Besides the $850,000 increase approved last week for DHEC, the committee also has recommended more than $27.5 million in other fund increases requested by various other agencies. Those include, according to Office of State Budget records:
- $20.5 million to the Commission on Higher Education for endowed chair programs, which are funded in part with state lottery proceeds, at the University of South Carolina and Medical University of South Carolina;
- $2.87 million to the S.C. State Housing Finance and Development Authority for its mortgage down payment assistance program;
- $1.9 million to the S.C. Judicial Department in lease proceeds from the department’s computer automation program;
- $989,020 to the Commission on Higher Education for a statewide electronic library program for 58 public and private colleges, funded through membership dues and fees for services;
- $605,500 to the State Treasurer’s Office from investment management fees and other “special revenue funds” authorized by state budget provisos, to be used to offset general fund cuts in “critical” operations;
- $325,000 to the Department of Archives and History through the auction sale of Confederate money, the proceeds of which would be used to expand the agency’s storage capacity for rare records; and
- $317,181 to the Comptroller General’s Office, $250,000 of which is a transfer from the S.C. Budget and Control Board to reimburse the office for a portion of payroll costs related to the implementation of a computer finance system for state agencies.
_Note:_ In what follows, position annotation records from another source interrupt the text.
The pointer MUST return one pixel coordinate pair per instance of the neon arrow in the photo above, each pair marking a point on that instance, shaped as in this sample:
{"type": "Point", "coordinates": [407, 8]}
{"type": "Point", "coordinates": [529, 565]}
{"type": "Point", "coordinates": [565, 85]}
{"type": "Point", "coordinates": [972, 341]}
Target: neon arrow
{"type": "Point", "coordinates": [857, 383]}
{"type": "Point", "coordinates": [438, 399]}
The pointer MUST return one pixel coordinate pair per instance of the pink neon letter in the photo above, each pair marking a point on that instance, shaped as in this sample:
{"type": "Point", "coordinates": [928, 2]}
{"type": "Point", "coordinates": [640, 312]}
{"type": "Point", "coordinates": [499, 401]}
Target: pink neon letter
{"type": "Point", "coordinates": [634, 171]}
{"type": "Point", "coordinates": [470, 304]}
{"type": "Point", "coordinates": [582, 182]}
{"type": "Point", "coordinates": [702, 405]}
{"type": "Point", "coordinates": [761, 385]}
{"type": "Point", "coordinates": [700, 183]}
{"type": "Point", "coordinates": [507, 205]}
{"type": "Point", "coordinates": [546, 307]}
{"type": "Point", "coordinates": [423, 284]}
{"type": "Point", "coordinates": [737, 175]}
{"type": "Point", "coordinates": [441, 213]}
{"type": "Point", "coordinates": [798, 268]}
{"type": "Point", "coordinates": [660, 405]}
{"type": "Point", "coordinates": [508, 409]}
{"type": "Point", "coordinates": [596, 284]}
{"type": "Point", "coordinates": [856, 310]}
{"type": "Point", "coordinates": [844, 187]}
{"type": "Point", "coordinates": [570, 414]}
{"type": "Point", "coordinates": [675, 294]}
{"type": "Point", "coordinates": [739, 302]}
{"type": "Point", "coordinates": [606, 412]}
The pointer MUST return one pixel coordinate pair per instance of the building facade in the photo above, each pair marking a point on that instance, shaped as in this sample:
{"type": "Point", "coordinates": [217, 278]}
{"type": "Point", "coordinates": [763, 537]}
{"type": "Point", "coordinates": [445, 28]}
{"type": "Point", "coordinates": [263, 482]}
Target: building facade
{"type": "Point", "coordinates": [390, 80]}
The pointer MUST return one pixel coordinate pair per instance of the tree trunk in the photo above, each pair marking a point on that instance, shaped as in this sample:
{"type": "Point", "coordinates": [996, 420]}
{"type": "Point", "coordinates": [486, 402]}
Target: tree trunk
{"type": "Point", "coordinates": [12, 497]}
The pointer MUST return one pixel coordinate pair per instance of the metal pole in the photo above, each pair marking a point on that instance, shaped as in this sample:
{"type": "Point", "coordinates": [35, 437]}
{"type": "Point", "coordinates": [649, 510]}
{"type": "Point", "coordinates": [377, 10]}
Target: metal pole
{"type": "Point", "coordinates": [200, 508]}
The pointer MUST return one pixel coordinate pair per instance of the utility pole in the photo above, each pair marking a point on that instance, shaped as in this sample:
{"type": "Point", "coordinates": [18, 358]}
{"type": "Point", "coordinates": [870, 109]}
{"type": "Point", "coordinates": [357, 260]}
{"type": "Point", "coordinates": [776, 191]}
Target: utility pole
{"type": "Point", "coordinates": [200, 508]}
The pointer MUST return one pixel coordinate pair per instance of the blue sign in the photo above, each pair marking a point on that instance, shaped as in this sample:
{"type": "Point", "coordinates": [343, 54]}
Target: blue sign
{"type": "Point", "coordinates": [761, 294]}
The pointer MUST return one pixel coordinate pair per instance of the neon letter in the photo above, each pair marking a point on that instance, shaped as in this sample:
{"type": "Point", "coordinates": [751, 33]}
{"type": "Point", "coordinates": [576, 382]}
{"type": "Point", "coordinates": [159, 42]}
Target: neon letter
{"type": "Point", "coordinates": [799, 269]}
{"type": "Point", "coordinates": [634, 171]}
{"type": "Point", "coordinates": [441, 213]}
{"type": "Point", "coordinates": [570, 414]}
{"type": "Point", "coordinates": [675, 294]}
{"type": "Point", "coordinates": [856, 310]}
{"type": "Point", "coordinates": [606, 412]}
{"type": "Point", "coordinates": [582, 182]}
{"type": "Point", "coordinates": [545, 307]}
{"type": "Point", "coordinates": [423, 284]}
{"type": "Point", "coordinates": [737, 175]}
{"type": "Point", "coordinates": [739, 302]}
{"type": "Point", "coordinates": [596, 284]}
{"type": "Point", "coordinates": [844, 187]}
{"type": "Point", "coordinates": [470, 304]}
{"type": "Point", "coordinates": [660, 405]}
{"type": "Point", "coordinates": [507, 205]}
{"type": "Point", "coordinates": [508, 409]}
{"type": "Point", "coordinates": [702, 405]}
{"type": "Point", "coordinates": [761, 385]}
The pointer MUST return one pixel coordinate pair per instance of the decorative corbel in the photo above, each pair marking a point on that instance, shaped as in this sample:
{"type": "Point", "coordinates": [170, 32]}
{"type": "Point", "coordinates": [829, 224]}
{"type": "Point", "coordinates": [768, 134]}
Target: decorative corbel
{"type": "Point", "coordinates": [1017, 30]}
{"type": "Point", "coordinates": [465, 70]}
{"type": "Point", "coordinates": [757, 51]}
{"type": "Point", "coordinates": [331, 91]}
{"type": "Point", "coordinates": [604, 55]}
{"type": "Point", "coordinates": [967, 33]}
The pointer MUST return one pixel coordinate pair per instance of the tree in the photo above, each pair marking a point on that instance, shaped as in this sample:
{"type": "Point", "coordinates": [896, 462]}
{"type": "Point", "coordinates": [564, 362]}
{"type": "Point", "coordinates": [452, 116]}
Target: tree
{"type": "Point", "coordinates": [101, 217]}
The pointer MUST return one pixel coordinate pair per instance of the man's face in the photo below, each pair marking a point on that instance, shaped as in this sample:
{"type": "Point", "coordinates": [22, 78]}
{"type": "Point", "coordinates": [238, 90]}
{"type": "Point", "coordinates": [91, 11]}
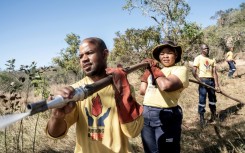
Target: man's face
{"type": "Point", "coordinates": [92, 59]}
{"type": "Point", "coordinates": [205, 50]}
{"type": "Point", "coordinates": [167, 57]}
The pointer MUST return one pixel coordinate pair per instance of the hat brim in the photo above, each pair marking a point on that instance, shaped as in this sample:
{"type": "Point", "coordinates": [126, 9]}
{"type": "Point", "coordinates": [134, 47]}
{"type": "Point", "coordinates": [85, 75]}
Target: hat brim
{"type": "Point", "coordinates": [156, 51]}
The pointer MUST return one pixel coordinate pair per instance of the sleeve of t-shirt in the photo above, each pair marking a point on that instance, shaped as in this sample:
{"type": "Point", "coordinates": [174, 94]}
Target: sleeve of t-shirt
{"type": "Point", "coordinates": [182, 73]}
{"type": "Point", "coordinates": [196, 62]}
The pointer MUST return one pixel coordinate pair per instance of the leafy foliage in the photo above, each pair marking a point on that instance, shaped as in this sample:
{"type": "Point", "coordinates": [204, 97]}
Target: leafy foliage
{"type": "Point", "coordinates": [68, 59]}
{"type": "Point", "coordinates": [168, 14]}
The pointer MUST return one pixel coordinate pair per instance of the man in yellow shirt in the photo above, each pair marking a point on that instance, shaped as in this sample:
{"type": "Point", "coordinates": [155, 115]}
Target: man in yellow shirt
{"type": "Point", "coordinates": [207, 74]}
{"type": "Point", "coordinates": [106, 119]}
{"type": "Point", "coordinates": [162, 114]}
{"type": "Point", "coordinates": [230, 60]}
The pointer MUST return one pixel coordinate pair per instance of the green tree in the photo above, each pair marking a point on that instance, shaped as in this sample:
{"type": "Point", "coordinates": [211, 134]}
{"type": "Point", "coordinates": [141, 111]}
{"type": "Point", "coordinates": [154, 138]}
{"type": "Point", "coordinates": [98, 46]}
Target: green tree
{"type": "Point", "coordinates": [68, 59]}
{"type": "Point", "coordinates": [134, 45]}
{"type": "Point", "coordinates": [191, 37]}
{"type": "Point", "coordinates": [168, 14]}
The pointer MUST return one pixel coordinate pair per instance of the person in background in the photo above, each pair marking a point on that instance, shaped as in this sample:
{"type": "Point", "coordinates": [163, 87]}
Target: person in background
{"type": "Point", "coordinates": [161, 89]}
{"type": "Point", "coordinates": [106, 119]}
{"type": "Point", "coordinates": [207, 74]}
{"type": "Point", "coordinates": [231, 62]}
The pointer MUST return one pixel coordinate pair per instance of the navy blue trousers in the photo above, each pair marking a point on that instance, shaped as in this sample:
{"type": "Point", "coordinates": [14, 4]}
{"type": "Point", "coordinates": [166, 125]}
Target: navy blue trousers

The committee at last week’s meeting narrowly approved the $317,181 request by the Comptroller General’s Office after several lawmakers raised questions about the payroll expenses for the computer finance system.Other than gutting the $5 million request by DHEC, however, the committee thus far has rejected a portion of only one other increase request – $139,500 to the State Treasurer’s Office.
And the committee apparently will not be dealing with the bulk of the projected $360 million increase in this fiscal year’s other fund budget for the state. In his written response this week to The Nerve, Boles said the committee would not consider it because “these funds have already been appropriated by the General Assembly.”